Dass die Bürger in Ulm ihre Berührungsängste verloren, führt Waltraud Schwendele auch auf Markus Commerçons Engagement in der Stadt zurück. Der gelernte Bäckermeister, der im März 1996 mit 32 Jahren verstarb, hatte in drei Büchern sehr offen über seinen schweren Weg zum Coming-out, den Verlust seines Lebenspartners und seinen Kampf gegen die eigene Aidserkrankung und gegen den Behördendschungel geschrieben. Bevor die damalige Sozialministerin eine Festanstellung in der Aufklärungsarbeit der Aidshilfe zuließ, hatte er auf Einladung von Schulen oder Unternehmen schon unzählige Vorträge gehalten. Zu seiner Buchvorstellung im Ulmer Stadthaus kamen über 1.000 Zuhörer. „Er war ein Sonnyboy und konnte die Menschen für sich gewinnen“, erinnert sich Waltraud Schwendele. „Die Aidshilfe kam in der Zeit sogar auf über 600 Mitglieder.“

25 Jahre nach ihrer Gründung ist die AIDS-Hilfe Ulm/Neu-Ulm/Alb-Donau mit vier hauptamtlichen und 36 ehrenamtlichen Mitarbeitern nicht nur zum anerkannten Bestandteil des Hilfesystems, sondern auch des kulturellen Lebens in Ulm geworden: Ihr Rosenmontagsball zählt zu den gesellschaftlichen Ereignissen und ist immer schnell ausverkauft, und mit den JugendFilmTagen schafft sie es, großes Interesse für Filme und Themen zu wecken, denen der große Kinoerfolg in der Regel versagt bleibt.

Waltraud Schwendele arbeitet heute in der Prävention für Schwule und andere Männer, die Sex mit Männern haben, und konnte erleben, dass das wöchentliche Mittwochscafé der Aidshilfe sich nicht mehr so füllt wie früher.

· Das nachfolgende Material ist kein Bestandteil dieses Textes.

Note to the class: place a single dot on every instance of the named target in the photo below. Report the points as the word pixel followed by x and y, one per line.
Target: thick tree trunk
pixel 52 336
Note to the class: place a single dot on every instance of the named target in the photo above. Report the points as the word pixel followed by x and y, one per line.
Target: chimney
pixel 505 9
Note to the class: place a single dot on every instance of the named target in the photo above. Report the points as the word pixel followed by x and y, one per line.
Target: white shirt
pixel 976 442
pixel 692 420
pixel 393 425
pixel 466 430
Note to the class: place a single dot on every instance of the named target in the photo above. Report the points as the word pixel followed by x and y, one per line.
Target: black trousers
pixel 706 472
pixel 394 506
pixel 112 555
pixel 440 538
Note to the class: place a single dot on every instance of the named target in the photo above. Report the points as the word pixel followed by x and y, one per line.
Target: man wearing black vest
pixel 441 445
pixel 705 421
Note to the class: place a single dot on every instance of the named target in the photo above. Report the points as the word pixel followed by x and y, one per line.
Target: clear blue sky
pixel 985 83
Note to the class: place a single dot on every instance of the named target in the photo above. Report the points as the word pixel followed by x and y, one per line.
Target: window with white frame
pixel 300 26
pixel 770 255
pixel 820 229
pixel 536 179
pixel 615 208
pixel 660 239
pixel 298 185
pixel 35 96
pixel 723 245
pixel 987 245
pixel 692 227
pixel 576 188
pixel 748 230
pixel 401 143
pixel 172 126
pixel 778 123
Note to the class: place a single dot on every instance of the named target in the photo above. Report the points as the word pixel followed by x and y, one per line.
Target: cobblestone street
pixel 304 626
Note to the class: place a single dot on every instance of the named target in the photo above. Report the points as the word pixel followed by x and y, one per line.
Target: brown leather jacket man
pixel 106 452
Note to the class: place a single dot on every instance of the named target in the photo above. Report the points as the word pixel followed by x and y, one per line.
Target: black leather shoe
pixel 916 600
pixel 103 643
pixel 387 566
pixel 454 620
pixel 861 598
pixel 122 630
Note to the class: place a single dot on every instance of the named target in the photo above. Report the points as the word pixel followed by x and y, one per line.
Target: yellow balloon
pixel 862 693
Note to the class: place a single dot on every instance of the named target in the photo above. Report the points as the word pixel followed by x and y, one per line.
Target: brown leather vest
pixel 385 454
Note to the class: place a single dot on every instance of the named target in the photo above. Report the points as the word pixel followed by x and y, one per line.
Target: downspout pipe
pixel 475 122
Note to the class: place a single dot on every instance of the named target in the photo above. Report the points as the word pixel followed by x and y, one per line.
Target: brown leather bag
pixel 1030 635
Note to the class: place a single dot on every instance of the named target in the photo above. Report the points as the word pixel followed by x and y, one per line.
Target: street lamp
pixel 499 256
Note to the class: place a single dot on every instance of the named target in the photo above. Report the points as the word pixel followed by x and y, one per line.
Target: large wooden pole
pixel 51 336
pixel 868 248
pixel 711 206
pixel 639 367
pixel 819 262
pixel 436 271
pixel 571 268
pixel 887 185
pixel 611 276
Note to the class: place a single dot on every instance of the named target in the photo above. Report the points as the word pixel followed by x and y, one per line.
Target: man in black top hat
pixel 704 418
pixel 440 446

Die Menschen sind jetzt berufstätig, stehen im Leben und kommen nur noch, wenn sie eine bestimmte Unterstützung brauchen. Bei einem Teil der Klienten nehmen allerdings die psychischen Probleme und der Betreuungsbedarf zu. Wenn es nach ihr geht, soll es kein 50-jähriges Jubiläum der Aidshilfe in Ulm geben. Ihre drei Wünsche an die Zukunft lauten deshalb: die Heilung der HIV-Infektion, eine sichere Impfung für die Bevölkerung weltweit und eine ausreichende Finanzierung der Aidshilfe-Arbeit, solange die ersten beiden Wünsche noch Utopie bleiben.